When it comes to education issues, Laura Bush does her homework.
That was the impression of Don Deshler, a Kansas University professor who met with Mrs. Bush Wednesday in Orlando, Fla., to discuss adolescent literacy.
Deshler said it was apparent the first lady had read background materials he sent to her office about a KU reading program that likely will be central to a new national literacy initiative.
"She made specific reference to instructional strategies," he said. "It was a very engaging conversation. It had some good give-and-take."
Wednesday's meeting was part of a national effort by the Bush administration to push initiatives introduced during Tuesday night's State of the Union address.
Mrs. Bush toured Discovery Middle School in Orlando, which uses a reading program developed and tested at KU's Center for Research on Learning.
The program, called the Strategic Instruction Model, or SIM, involves several strategies, including methods for students to learn new vocabulary words, paraphrase paragraphs and restate them in their own words, and create mental pictures as they read.
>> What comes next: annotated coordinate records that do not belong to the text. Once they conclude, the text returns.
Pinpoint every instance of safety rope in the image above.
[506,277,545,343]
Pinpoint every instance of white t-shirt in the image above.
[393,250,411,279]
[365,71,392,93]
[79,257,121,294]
Deshler and his team have developed extensive instructional and supplemental materials based on their research to support the program.
After the tour, Deshler moderated a 35-minute roundtable discussion on literacy issues that involved Mrs. Bush, a SIM trainer, the school's principal and three teachers.
Mrs. Bush also formally announced a plan to pump $100 million into a program called "Striving Readers Initiative," which is targeted to junior high and high school students. The money would give grants to school districts to implement programs such as SIM.
"A lot of the students who can't read are the ones who drop out because of frustration, because of embarrassment, because of all the social problems that come with illiteracy," she said.
Deshler said it was still unclear how KU might be involved in the new readership initiative, if the funding is approved by Congress. But he said KU was in a good position to assist with the project.
"It's been, for many reasons, a wonderful opportunity personally," he said. "But more significantly, it's what it means for the university, the center and most of all, for all the kids who need this kind of attention."